Why Federal Prosecutors Say A Nashville Man's Threats To Police Go Beyond Free Speech

Jul 14, 2017

A Nashville man could serve five years in prison for making violent threats against Tennessee law enforcement, even though some of what he said and posted online is protected by the First Amendment.         

Robert Ellis Waddey pleaded guilty this week to posting an Instagram picture in 2015, of a pistol, with a Tennessee Highway Patrol car in the background. The caption read “gonna die lookin at his computer.”

The 22-year-old said the car was actually empty at the time. Which means the picture could technically fall under freedom of speech. Not simply because that allows people — to a point — to shoot their mouth off stupidly, says Ken Paulson. The head of the First Amendment Center in Nashville says the law is pretty clear.

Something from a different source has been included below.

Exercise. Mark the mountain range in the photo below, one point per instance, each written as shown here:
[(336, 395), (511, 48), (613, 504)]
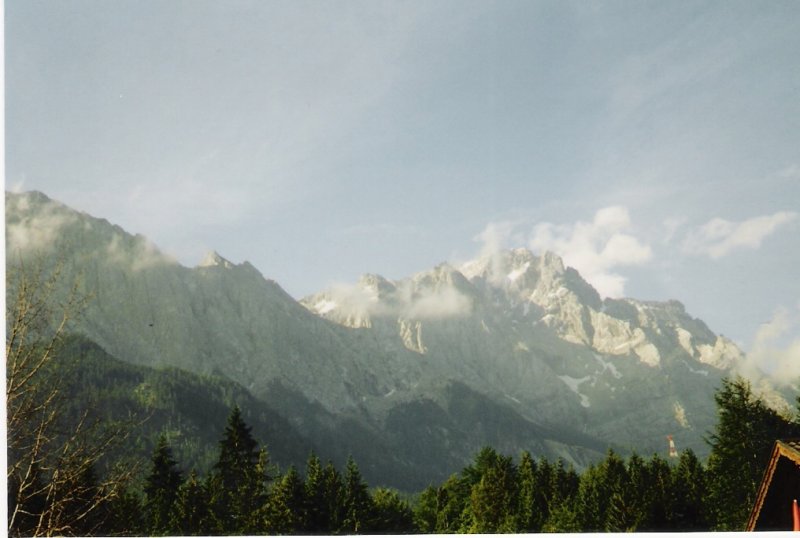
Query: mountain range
[(411, 377)]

"You have to intend to threaten [someone]," says Paulson. "You don’t have to actually intend to harm them; you have to intend to threaten them. And then you have to actually have a specific enough person that that person will feel fear."

That’s the difference between what’s called a true threat and hyperbole. Even though it isn’t clear whether the trooper whose car is in the picture ever felt threatened by Waddey, the post raised a red flag for Metro police.

They sent the case over to federal investigators, who found downloaded pictures of dead officers on Waddey’s phone — and that he’d made a menacing remark during a previous police interview for an unrelated charge.

The elements together demonstrated clear intent to the Acting U.S. Attorney for Middle Tennessee. Jack Smith says they also show Waddey violated federal laws.

"If someone like this actually did something to harm a police officer, and you were aware of all the things we’re aware of right now, you wouldn’t be surprised in the least," he says.

To Smith, that’s especially true today, when he says law enforcement is so under siege. But the federal prosecutor says he takes social media threats made by police equally seriously.